Metal AND

Our system consists of a hybrid promoter which contains binding sites for two transcription factors that act as repressors, CzrA and ArsR. In the presence of Met1, CzrA losses affinity for its binding site.

Similarly, if there is Met2 in the cell, ArsR also dissociates itself from its binding site. Taking into account these facts, unless Met1 and Met2 are present in the culture, we can say that the genes under this hybrid promoter will be repressed, just like a AND gate should function!

Repressors

Inputs

Kappa

There is no metal catabolism, so metals just reach an equilibrium and non-toxic concentration within the cell through exporting it out of the cytosol, maintaining the concentration constant. This makes the behavior of a single burst or a continuous dose similar, because the metal levels in just one dose will be constant since metals won’t be degraded.

Transfer Function

We were interested in modelling the output of our logic gates based on the input. This is called the "Transfer function". Imagine this process like a black box that will give you the dynamic concentration through time of whatever is downstream of the "AND" when you feed it with input data. It doesn't matter if it’s a single input burst or a continuous input.

Our logic AND gate is fully dependent on the intracellular concentrations of the inducers (meaning metal ions).

Then, to accomplish our duty in model, we use the "Transfer Function", for which it is necessary to take into account the regulation and dynamics of the endogenous B. subtilis intake-efflux system that controls the intracellular concentrations of Heavy Metals and Sugars. All of this is going to be the "Black Box".

So, our first task was to reconstruct the regulatory network of B. subtilis for the intake-efflux systems. The regulation data was retrieved from several papers and databases like [http://bsubcyc.org/ http://bsubcyc.org/]

Heavy metal AND: Some metals are introduced to the cell by MntH. These metals, in the event of Met 1 being in the cell, are expelled from the cell by a transporter of the CadA operon and those of Met2 set by ArsB. The master regulators of each set are CzrA and ArsR. They control the production of the transporters by repressing them in the absence of metals. Both, CzrA and ArsR repress the expression of LasR or P4 and RFP under the hybrid promoter of CadA+ArsR.

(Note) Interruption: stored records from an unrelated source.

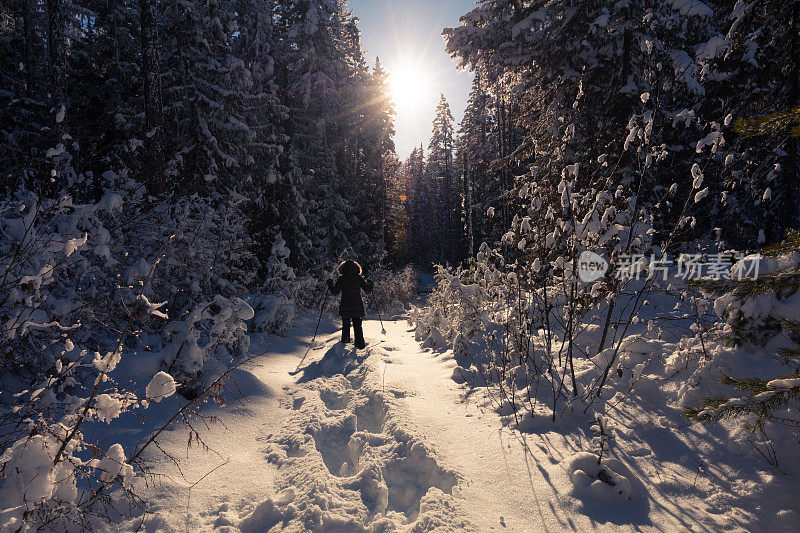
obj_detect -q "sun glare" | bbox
[389,64,431,112]
[385,57,440,155]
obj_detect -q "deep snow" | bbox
[111,312,800,532]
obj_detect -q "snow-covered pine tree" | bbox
[338,14,386,264]
[384,150,409,259]
[426,94,460,264]
[232,0,296,273]
[159,0,254,193]
[46,0,67,141]
[686,105,800,443]
[272,0,381,272]
[251,232,298,335]
[457,73,504,253]
[685,231,800,443]
[368,57,397,250]
[698,0,800,246]
[68,0,143,199]
[141,0,165,192]
[406,144,438,265]
[444,0,737,252]
[45,0,74,193]
[0,0,51,192]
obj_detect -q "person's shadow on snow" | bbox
[296,343,367,383]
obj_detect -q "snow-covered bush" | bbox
[143,193,258,313]
[251,293,297,336]
[412,265,490,355]
[371,264,418,314]
[161,295,253,397]
[0,191,129,528]
[251,234,298,335]
[0,357,178,531]
[0,236,180,531]
[413,155,664,421]
[0,190,124,377]
[0,181,263,530]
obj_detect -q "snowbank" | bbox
[566,452,633,501]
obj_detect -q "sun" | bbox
[389,64,431,111]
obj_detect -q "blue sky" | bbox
[348,0,476,158]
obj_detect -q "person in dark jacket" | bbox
[327,260,373,349]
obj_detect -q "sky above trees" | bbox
[349,0,475,157]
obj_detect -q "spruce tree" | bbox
[160,0,256,192]
[686,108,800,441]
[701,0,800,246]
[369,57,397,250]
[406,145,433,264]
[685,231,800,441]
[141,0,164,192]
[427,94,459,264]
[458,73,503,251]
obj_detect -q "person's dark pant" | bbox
[342,317,365,349]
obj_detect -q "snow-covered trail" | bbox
[375,318,580,533]
[126,312,788,532]
[132,315,488,531]
[368,319,657,533]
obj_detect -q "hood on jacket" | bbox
[338,260,362,276]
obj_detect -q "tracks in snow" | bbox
[250,341,472,532]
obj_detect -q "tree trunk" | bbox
[499,90,509,232]
[785,1,799,232]
[444,139,453,263]
[464,151,474,258]
[380,151,387,253]
[141,0,165,193]
[24,0,36,99]
[47,0,66,139]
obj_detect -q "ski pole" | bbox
[371,291,386,335]
[292,287,329,373]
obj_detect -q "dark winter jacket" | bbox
[328,260,373,318]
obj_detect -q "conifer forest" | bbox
[1,1,800,531]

Metal homeostasis in the cell involves an effective response in order to withstand possible stress conditions in which high concentrations of heavy metals are involved. Both approaches, ODEs with Matlab and the stochastic one with kappa, give us similar results. First, we were able to see that the AND response is not as sensitive to higher concentrations. For the AND to have a good performance, low concentrations of Met 1 and 2 are required. As we said, we infer that metal response is a fast process. The accumulation of the output protein shows a sudden increase in production resulting from a very small change in metal concentrations. Another remarkable fact is about the role each TF (CzrA and ArsR) has. Since ArsR represses itself, its production has a succession of spikes. Nevertheless, CzrA increases its production if the metal concentration within the cell also increases, but it doesn’t have a drop in production because their decay depends only on the dilution and degradation of the protein. That way, the effects of CzrA are more notable than ArsR. This is reflected in a greater contribution of Met1 in the regulation of the AND promoter than that of Met2.